Marko

Posted on Nov 28

Stop Waiting for the Cloud: Building a Hybrid SQL+Python Data Pipeline Locally with DuckDB

#python #sql #dataengineering #tooling

Cloud data warehouses are amazing for production. They are terrible for development.

If you’re a Data Engineer, you know the pain of the “cloud feedback loop”:

You write a complex SQL query.
You hit “Run” in your orchestrator.
You wait 45 seconds for the warehouse to spin up or queue your job.
It fails because of a syntax error.
You fix it. You pay for the query slot. You wait again.

This latency kills flow.

In software engineering, we run code locally on our laptops before shipping to production. Why can’t we do the same for data pipelines?

I built FastFlowTransform (FFT) to solve this. It’s a framework that lets you build and test your pipeline locally using DuckDB (for speed and free compute), and then deploy the same project to Snowflake, BigQuery, or Databricks for production.

In this post we’ll build a tiny “Users” pipeline that:

runs locally on DuckDB in < 1s, and
can be deployed to BigQuery by changing a single CLI flag (--env).

1. Initialize a local-first project (no cloud creds)

You don’t need AWS keys or a Snowflake login. Just a laptop.

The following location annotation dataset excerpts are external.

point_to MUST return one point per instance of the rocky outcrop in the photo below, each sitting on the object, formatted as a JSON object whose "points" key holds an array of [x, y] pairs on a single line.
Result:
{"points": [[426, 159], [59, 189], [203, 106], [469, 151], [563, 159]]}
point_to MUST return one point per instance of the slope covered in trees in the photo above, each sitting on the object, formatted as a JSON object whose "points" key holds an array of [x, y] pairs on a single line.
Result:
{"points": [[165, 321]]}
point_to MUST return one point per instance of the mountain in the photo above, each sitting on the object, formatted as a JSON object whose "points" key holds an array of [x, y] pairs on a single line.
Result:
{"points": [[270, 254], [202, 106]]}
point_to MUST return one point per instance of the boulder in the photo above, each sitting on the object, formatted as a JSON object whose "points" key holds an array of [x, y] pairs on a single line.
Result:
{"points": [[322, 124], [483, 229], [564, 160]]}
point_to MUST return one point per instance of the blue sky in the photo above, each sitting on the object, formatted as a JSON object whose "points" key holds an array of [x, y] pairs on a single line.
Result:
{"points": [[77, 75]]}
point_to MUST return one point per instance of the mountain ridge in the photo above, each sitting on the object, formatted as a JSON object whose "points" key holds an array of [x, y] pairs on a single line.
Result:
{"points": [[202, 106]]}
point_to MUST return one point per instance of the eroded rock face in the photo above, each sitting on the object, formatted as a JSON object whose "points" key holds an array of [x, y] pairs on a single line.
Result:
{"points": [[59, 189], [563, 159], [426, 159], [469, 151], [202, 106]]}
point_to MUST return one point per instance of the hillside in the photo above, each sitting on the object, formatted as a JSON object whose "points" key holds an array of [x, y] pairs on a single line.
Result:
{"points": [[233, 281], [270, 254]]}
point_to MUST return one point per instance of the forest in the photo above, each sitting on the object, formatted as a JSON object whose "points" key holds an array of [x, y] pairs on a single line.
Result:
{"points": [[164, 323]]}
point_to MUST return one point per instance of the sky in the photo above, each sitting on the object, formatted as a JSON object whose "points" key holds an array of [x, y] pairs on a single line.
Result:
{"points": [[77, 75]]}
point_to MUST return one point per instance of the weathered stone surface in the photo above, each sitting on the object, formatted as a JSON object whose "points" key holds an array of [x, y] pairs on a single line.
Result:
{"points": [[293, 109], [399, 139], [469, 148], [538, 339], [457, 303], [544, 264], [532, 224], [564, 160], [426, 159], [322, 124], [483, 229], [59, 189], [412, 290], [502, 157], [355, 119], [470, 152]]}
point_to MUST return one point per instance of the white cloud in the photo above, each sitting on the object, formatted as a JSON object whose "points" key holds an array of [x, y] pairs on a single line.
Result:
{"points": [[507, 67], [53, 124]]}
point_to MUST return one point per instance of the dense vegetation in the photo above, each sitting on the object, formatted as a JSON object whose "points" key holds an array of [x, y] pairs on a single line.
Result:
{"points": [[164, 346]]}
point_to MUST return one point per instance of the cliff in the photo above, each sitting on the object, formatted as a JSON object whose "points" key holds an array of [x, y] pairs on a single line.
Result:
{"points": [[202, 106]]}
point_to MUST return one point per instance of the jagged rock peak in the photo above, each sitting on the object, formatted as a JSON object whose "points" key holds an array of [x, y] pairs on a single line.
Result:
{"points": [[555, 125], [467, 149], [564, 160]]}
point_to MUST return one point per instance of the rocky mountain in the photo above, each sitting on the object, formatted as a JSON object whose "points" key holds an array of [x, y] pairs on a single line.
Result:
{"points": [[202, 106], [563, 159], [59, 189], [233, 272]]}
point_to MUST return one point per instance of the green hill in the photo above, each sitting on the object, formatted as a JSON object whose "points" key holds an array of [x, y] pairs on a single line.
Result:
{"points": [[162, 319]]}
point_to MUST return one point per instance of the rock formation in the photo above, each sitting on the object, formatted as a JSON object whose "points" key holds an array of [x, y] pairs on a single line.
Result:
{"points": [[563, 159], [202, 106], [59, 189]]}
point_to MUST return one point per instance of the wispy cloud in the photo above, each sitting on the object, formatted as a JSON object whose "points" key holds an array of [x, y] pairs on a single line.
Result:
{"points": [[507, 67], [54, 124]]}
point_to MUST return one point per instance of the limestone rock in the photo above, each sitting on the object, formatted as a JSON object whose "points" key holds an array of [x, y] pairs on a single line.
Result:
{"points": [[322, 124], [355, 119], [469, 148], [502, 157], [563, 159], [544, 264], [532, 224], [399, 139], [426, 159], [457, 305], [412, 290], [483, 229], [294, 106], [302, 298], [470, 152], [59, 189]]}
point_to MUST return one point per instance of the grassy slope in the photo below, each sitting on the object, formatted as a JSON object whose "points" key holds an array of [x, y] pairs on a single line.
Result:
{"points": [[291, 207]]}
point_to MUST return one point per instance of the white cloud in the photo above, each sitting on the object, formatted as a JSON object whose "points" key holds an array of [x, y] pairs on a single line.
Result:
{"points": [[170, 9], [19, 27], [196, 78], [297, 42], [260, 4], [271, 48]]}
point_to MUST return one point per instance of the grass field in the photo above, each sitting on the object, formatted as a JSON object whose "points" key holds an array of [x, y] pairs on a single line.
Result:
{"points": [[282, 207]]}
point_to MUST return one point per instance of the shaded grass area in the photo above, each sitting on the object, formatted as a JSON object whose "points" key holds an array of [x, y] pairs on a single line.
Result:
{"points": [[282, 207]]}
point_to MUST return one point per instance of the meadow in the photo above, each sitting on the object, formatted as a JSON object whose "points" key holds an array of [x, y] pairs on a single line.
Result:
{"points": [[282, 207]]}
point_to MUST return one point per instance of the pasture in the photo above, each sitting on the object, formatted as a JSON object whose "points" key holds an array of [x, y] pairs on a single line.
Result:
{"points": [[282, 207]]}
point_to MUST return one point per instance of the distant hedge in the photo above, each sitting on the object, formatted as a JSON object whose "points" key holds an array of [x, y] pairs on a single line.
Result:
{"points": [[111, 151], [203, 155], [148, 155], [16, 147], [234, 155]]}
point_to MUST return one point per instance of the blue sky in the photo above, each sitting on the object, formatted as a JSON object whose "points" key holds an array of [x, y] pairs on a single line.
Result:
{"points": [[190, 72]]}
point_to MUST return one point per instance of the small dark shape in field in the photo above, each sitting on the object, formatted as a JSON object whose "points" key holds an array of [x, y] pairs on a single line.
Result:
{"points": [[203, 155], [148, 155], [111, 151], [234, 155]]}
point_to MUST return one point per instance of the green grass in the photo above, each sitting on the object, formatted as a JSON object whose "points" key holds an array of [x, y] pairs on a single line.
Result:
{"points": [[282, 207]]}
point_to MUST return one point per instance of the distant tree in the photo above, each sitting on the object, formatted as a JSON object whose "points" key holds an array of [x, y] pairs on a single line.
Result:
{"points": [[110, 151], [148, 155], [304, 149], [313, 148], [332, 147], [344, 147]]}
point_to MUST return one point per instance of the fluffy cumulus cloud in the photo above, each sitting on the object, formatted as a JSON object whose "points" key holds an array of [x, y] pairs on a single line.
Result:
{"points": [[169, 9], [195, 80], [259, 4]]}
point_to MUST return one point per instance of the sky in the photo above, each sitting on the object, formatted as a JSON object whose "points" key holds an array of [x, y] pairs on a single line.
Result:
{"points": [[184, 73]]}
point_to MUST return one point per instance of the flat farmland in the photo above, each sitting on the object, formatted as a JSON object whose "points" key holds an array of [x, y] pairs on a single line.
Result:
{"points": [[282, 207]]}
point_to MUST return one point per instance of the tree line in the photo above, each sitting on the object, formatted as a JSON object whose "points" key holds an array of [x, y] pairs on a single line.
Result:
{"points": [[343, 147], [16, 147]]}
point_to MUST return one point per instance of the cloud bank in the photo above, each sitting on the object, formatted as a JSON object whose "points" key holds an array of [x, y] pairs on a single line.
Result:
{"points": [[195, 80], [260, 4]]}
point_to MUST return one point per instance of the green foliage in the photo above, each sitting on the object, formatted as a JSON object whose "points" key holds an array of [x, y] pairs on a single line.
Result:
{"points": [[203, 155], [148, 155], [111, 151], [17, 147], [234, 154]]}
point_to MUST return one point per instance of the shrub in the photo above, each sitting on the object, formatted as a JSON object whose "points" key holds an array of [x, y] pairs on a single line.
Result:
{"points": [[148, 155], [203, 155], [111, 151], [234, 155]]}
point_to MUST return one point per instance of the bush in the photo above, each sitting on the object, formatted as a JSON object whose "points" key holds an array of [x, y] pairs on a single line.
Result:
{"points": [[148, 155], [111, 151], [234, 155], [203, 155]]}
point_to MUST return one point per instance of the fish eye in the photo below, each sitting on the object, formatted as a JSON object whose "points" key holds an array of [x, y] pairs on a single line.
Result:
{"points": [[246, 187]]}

pip install fastflowtransform

fft init building_locally_demo --engine duckdb
cd building_locally_demo

This creates a minimal FFT project with:

models/ – SQL/Python models
seeds/ – CSV/Parquet seeds
profiles.yml – connection profiles, including a local DuckDB one

We’ll use DuckDB as our “dev warehouse”.

2. Add some data (seeds + sources)

We start with a simple users CSV.

seeds/seed_users.csv:

id,email,signup_date
1,alice@example.com,2023-01-01
2,bob@example.com,2023-01-02

Then we tell FFT how to reference this seed as a source.

sources.yml:

version: 2

sources:
  - name: raw
    schema: staging
    tables:
      - name: users
        identifier: seed_users

Now {{ source('raw', 'users') }} will resolve to the table created from seed_users.csv.

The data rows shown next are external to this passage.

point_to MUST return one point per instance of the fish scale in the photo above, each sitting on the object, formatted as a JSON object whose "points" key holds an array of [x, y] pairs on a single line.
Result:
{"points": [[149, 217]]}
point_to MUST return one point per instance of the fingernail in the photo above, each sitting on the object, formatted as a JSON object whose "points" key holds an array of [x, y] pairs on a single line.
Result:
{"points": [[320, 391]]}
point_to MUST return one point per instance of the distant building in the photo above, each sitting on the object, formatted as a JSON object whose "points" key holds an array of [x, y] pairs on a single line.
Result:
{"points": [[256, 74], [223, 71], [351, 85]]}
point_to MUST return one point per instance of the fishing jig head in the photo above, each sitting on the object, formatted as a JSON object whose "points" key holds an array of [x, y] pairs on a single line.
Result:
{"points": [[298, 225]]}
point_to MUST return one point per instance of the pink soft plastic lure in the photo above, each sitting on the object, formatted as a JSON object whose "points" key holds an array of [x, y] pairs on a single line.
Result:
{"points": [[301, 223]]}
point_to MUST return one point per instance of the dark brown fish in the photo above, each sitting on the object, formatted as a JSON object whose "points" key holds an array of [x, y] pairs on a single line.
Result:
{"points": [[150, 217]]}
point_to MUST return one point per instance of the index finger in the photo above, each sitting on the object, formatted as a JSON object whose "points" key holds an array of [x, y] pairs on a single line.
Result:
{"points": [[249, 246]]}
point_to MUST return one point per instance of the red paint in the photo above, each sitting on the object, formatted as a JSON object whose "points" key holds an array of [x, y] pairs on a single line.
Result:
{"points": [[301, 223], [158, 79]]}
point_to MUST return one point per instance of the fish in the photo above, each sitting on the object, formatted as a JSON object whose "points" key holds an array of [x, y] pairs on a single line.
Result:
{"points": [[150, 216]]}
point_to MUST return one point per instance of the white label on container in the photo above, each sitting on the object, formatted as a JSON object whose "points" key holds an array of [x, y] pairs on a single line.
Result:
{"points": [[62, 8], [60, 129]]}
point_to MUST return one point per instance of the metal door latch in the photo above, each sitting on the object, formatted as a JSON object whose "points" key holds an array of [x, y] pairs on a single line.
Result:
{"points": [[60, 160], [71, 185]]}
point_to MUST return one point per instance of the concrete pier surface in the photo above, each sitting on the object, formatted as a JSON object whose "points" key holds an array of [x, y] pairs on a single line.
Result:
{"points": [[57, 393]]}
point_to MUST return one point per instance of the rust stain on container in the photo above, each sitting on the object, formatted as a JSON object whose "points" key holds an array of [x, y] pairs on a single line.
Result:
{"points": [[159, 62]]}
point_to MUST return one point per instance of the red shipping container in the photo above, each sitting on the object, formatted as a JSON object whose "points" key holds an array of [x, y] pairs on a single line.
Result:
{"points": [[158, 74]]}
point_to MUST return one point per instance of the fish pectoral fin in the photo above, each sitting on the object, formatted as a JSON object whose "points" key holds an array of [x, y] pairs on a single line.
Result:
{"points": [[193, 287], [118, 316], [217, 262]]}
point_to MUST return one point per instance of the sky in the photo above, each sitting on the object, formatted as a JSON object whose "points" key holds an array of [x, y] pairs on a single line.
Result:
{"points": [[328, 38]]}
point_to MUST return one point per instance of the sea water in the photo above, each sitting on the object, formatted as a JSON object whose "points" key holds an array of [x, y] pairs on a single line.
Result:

Load the seed into DuckDB:

fft seed . --env dev_duckdb

You should now have:

a DuckDB file at .local/dev.duckdb
a table like staging.seed_users available in your local engine

3. Write a transformation in SQL

FFT uses standard SQL with Jinja templating (similar to dbt). It takes care of engine differences for you.

Create models/staging/stg_users.ff.sql:

{{ config(
    materialized='table'
) }}

select 
    id, 
    -- Standardizing email casing
    lower(email) as email, 
    -- Casting types explicitly
    cast(signup_date as date) as signup_date
from {{ source('raw', 'users') }}

This is just… SQL. No FFT-specific magic beyond config() and source().

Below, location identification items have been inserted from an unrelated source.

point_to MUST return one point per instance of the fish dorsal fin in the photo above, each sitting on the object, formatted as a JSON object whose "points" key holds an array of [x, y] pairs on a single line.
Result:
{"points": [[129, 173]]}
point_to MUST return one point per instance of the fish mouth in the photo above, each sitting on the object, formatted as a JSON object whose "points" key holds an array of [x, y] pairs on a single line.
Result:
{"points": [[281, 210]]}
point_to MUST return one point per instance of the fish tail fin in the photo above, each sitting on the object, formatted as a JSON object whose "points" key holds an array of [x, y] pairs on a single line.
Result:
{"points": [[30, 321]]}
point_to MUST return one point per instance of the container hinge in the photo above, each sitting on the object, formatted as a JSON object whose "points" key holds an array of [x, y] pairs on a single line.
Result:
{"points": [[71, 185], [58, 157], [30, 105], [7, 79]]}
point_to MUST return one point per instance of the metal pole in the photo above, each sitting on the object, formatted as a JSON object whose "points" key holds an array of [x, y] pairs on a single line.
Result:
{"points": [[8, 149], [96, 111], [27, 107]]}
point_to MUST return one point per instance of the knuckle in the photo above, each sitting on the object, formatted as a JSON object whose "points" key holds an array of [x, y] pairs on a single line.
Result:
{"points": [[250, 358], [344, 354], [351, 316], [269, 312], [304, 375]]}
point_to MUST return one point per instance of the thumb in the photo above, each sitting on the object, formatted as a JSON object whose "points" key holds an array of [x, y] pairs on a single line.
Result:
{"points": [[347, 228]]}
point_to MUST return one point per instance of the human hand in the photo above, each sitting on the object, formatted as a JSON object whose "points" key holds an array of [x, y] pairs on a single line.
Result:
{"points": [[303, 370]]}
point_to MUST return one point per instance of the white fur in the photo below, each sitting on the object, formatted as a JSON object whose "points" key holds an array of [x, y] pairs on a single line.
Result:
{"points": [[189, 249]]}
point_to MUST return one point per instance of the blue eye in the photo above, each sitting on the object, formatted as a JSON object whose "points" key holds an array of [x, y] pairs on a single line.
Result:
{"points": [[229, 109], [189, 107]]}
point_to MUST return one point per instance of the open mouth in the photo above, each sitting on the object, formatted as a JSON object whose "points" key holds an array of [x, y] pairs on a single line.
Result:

4. Run the pipeline locally (the “fast loop”)

Now run the DAG on your machine:

fft run . --env dev_duckdb

On my laptop, I see something like:

Time: 18 ms
Cost: $0.00
Infrastructure: my CPU

I can iterate on this loop hundreds of times per hour.

Add data quality checks:

fft test . --env dev_duckdb

Or even model-level unit tests (no real DB needed):

fft utest . --env dev_duckdb

Local-first DX: fast feedback, offline-friendly, and you only touch the cloud once your logic is solid.

5. Point the same project at BigQuery (the “flow loop”)

Once you’re happy with the logic, it’s time to push to production.

In other frameworks you might:

change connection strings,
update environment variables manually,
maybe even rewrite SQL if you used engine-specific functions.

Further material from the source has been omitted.